I was at the joint meeting of the Select Committees on Transport and on Business, Energy and Industrial Strategy when we had the chief executive of P&O Ferries, Peter Hebblethwaite, in front of us. Many will remember his contemptible attitude to the law as it stood: he happily admitted that his company willingly and knowingly broke the law when it sacked 800 workers with no notice and no consultation. At the same time that P&O Ferries was evicting staff from ships and shoving their belongings into binbags on the quayside, its parent company DP World was forking over tens of millions to sponsor golf tournaments and was shoving $378 million into the pockets of shareholders, so the Minister will forgive me for being sceptical about the idea that a slightly beefed-up code of practice will make the next Peter Hebblethwaite think twice before dumping hundreds more workers in the skip to save the company a few bob.
When British Airways’ parent company, International Airlines Group, pulled the trigger on a fire and rehire action aimed at tens of thousands of staff in 2020, it could only do so in the UK. In Ireland and Spain, it was precluded from taking similar action because those countries have employee protections that stop employers treating their staff like chattels.
I welcome any action or progress that improves the lot of workers, particularly given the removal of so many of their bargaining rights over the past four and a half decades and the attempted defenestration of trades unions in this country—policies that have undoubtedly contributed to the UK falling further and further behind our European neighbours economically and socially—but the Government’s draft proposals are basically a sop to those of us across the House who have highlighted the egregious practices of fire and rehire and pushed for real action. This is not real action; it is a press release that will do nothing to stop the perpetrators carrying on as before.
Many of the provisions of the Trade Union and Labour Relations (Consolidation) Act 1992 that this draft code hangs on to provide for criminal offences where the Act is breached. Perhaps it is time to bring the actions of the likes of P&O Ferries and the issue detailed in the draft code under those kinds of auspices. After all, it seems only fair that employers should be subject to the same potential consequences as employees. Mr Hebblethwaite’s attitude a couple of years back may have been somewhat less arrogant and cocky if he knew that his actions would result in him facing some time at His Majesty’s pleasure in Belmarsh.
I am aware that the hon. Gentleman has a private Member’s Bill that would ban fire and rehire—that is the position that he has adopted, and I respect it—but with P&O it was not fire and rehire; it was simply fire. What further measures is he suggesting that the Scottish Government or UK Government put in place to stop that happening in the future? P&O already broke the law. Is he proposing criminal sanctions connected to employment law?
Of course I would suggest criminal sanctions to end such practices. The Minister is right to say that P&O did not use fire and rehire in the strictest sense, but there were elements relating to fire and rehire. In a sense, it was fire and replace. Those staff members were replaced by cheaper foreign workers.
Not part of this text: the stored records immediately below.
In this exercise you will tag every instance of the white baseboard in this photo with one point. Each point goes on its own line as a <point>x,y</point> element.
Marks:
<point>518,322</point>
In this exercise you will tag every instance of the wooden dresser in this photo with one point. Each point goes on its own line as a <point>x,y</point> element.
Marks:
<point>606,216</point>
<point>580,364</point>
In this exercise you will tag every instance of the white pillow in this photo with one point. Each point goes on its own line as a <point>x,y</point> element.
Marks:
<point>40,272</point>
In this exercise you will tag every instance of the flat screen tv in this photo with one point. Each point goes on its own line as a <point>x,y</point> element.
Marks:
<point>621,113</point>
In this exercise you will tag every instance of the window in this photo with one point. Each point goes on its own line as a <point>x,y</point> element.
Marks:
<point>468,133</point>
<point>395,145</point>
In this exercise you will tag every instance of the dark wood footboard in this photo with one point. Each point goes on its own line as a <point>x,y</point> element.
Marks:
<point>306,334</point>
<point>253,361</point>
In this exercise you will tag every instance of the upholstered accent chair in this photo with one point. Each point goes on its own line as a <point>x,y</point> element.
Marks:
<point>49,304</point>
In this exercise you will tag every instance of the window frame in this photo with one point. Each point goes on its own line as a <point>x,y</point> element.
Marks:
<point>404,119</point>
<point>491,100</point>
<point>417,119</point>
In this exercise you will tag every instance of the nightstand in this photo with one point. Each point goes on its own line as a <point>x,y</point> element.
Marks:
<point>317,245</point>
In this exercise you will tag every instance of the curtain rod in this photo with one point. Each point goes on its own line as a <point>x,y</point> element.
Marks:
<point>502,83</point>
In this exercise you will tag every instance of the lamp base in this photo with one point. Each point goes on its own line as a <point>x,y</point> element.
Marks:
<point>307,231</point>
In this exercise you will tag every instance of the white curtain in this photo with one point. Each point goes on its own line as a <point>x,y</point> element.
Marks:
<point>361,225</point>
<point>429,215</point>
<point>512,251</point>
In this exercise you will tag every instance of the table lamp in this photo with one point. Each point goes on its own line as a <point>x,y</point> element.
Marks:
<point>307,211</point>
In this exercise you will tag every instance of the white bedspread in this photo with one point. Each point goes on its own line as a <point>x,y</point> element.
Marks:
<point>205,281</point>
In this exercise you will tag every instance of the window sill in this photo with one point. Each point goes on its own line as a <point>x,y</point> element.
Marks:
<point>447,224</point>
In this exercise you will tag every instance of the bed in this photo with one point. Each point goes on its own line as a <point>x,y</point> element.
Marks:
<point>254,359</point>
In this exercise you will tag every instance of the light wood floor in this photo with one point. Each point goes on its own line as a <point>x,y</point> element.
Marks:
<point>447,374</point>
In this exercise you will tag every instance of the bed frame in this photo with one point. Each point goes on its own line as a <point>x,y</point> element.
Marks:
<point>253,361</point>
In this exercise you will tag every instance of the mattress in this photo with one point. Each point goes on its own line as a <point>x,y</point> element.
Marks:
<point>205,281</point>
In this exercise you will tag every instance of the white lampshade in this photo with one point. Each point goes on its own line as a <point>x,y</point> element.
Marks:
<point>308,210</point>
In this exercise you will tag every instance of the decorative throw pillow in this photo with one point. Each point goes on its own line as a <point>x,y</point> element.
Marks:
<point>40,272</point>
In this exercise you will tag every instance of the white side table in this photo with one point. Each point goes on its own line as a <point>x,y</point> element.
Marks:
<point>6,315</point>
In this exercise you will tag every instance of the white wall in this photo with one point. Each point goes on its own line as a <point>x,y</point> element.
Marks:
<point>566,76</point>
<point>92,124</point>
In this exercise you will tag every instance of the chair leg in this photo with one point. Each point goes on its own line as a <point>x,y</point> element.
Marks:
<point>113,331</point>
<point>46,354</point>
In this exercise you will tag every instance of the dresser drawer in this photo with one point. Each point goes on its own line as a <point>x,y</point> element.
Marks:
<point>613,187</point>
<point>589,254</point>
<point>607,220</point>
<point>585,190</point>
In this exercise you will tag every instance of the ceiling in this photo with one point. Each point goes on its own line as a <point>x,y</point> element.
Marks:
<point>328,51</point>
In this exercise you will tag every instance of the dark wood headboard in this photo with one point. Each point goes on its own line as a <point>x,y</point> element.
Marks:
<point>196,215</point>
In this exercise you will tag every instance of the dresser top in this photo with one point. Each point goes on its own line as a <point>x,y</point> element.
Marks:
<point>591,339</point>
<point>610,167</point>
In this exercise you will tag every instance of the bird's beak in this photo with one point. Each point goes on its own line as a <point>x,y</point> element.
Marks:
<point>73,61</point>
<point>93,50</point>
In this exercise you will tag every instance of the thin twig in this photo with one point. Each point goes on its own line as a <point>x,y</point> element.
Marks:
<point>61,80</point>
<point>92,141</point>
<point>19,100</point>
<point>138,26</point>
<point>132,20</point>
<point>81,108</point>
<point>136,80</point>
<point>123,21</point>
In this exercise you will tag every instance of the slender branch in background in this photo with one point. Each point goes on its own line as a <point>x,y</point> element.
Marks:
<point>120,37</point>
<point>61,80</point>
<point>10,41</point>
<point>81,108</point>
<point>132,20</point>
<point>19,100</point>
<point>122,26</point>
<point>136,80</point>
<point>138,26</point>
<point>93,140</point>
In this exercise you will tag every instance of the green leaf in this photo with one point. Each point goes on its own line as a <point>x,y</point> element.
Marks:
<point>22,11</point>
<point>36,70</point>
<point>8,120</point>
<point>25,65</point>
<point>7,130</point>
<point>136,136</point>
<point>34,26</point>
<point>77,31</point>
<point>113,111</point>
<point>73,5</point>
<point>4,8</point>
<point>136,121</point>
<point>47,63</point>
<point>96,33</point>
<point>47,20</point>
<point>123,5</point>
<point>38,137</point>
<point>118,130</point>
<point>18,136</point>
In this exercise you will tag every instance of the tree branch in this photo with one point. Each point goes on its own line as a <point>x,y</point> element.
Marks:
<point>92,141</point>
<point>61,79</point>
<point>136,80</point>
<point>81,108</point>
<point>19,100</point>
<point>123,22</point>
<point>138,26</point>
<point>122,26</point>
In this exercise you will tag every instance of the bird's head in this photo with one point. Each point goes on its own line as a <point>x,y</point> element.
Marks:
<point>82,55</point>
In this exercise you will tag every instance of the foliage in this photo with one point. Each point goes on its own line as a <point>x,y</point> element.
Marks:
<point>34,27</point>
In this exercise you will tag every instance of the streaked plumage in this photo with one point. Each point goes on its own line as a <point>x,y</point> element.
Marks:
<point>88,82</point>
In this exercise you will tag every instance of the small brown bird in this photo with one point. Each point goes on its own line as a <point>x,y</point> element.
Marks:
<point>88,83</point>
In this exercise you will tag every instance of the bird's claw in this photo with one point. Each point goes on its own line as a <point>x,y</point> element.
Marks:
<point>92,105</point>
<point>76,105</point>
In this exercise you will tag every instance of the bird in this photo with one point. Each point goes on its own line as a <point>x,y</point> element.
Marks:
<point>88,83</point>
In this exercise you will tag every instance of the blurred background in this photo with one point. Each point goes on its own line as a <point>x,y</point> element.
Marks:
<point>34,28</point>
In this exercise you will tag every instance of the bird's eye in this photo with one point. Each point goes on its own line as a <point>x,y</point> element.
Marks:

That is the truth: the jobs were not redundant. If I were to bring forward another law, I would ensure fire and replace were also made illegal in circumstances such as those at P&O. As it happens, fire and replace is not new; it was actually proposed back in 2002 by one Tony Blair during the firefighters’ pay dispute.
We have a real problem around employment rights in the UK. The balance has been tipped over the last four and a half decades far too far towards employers and away from ordinary women and men who need the protection of the law against what is thankfully the minority of unscrupulous employers. Forty-five years of continual assault on workers’ rights has left millions essentially at the mercy of bad bosses, or subject to the gig economy and classed as “contractors” by multinational corporations desperate to avoid taking any responsibility for them and their or anyone else’s welfare.
Those lost decades need to be reversed. Sooner or later, the UK parties have to realise that workers’ rights are a fundamental part of building a stronger economy. It is no coincidence that virtually every country in Europe has stronger workers’ rights and better protections for their workers, and also enjoys higher living standards and a more robust, more diverse economy and social infrastructure.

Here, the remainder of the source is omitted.